El domingo pasado, escuchamos el Evangelio sobre dos personas de fe en la presencia de Jesús. Había una mujer; ella estaba sufriendo con una hemorragia para doce años. Ella tenía mucha fe en el poder y la autoridad de Jesús. Esta mujer conocía que Jesucristo tenía el poder de curar sus enfermedades con el toque de su manto. También, había un jefe de la sinagoga; él tenía una hija enferma.
Cuando ella se murió, Jesús levantó la niña. Jesús dijo a estas dos persona que por el camino de su fe, la sanación podían entrar en sus vidas. Estos ejemplos de fe estaban conmigo cuando escuchaba sobre la visita de Jesús a su pueblo en el Evangelio de hoy. En lugar de tener confianza en Cristo, ellos tenían mucha dudas. Al fin de este encuentro en el Evangelio de hoy, Jesús lamentaba la falta de la fe de la muchedumbre.
Nuestra fe empieza con la gracia de Dios, con el don de Dios. Nuestra fe no es algo que podemos iniciar por nosotros mismos. Pero, no es fe verdadera si la guardamos escondida, si no queremos utilizarla o tener riesgos con nuestra fe. Hay una oración tradicional de San Ignacio de Loyola del siglo decimosexto que habla sobre nuestra fe:
“Tome, Señor, y reciba toda mi libertad,
mi memoria, mi entendimiento y toda mi
voluntad, todo mi haber y mi poseer,
Usted me lo dio, a Usted, Señor, lo torno.
Todo es suyo.
Disponga a toda su voluntad,
déme su amor y su gracia
que ésta me basta.”
Recibimos tanto de Dios – recibimos nuestra fe de Dios. Pero si no devolvemos esta fe a Dios – si no ponemos esta fe al servicio de Dios – no es la fe verdadera.
Cuando San Pablo predicaba la palabra de Dios a los gentiles, él competía con otras religiones en el reino romano.
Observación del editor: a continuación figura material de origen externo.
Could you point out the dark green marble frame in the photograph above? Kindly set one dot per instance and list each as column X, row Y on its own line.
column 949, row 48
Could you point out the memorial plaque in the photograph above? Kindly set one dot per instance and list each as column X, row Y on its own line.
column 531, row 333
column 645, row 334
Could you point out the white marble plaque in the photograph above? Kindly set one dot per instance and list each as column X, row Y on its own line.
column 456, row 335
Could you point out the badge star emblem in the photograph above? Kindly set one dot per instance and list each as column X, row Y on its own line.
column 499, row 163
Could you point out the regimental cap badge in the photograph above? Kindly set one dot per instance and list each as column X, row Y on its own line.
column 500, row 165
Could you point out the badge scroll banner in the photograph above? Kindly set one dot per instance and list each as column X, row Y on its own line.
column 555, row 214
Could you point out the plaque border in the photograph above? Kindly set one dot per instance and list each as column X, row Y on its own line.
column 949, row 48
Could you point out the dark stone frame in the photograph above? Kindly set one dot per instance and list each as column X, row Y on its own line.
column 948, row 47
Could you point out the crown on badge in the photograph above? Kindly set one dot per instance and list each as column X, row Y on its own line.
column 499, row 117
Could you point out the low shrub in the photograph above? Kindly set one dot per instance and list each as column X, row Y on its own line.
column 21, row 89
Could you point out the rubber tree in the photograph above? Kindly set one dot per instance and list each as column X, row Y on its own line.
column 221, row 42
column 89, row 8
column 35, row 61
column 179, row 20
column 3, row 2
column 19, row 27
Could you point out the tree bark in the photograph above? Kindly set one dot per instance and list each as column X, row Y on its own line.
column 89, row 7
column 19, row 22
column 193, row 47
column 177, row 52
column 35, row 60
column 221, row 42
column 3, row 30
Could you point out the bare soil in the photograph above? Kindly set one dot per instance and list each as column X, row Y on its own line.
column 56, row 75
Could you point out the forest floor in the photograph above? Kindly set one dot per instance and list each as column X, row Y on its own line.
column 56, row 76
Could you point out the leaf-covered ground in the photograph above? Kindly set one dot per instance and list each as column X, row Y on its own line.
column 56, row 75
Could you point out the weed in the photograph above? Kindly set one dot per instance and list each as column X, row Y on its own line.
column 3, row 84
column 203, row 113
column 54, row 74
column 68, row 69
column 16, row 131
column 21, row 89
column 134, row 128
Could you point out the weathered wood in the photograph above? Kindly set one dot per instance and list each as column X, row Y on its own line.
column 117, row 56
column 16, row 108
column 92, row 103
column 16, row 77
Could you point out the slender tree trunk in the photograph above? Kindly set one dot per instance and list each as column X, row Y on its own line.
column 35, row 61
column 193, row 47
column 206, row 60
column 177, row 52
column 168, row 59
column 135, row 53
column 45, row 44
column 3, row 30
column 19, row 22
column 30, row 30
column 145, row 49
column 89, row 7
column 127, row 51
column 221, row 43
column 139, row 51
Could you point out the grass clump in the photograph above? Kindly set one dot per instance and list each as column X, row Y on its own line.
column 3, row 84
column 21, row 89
Los corintios tenían un templo edificado en honor de los dioses paganos. La ciudad de Corinto era un centro de poder económico y político, y el centro de un campeonato atlético cada dos años. Pablo no tenía las ganas de alardear de sus conocimientos y de su relación con Jesucristo, del poder que tenía en la Iglesia. D. En lugar de eso, Pablo podía decir que quería alardear de sus debilidades, porque en sus debilidades él puede dar vida al poder de Cristo en su alma. Vivimos en la realidad de la muerte y la resurrección de Cristo diariamente en nuestro camino como sus seguidores. Si damos permiso a Cristo para vivir en nosotros, si damos permiso a nosotros mismos para tener fe en él, podemos dejar una senda del mensaje de la muerte y la resurrección de Jesucristo donde caminamos. Nuestra fe, nuestra vida que tenemos en Cristo, el poder de Cristo que brilla en nuestras debilidades y defectos, tendremos vida más allá de nuestras capacidades. Entonces nuestra fe tocará unas vidas que no nos daremos cuenta, y nuestra fe irá a los lugares que nosotros mismos no vamos. Nuestra fe tendrá su propia vida. Aún si no rendimos a Cristo, si no unimos con El, no podemos ser seguidor verdadero en su plenitud.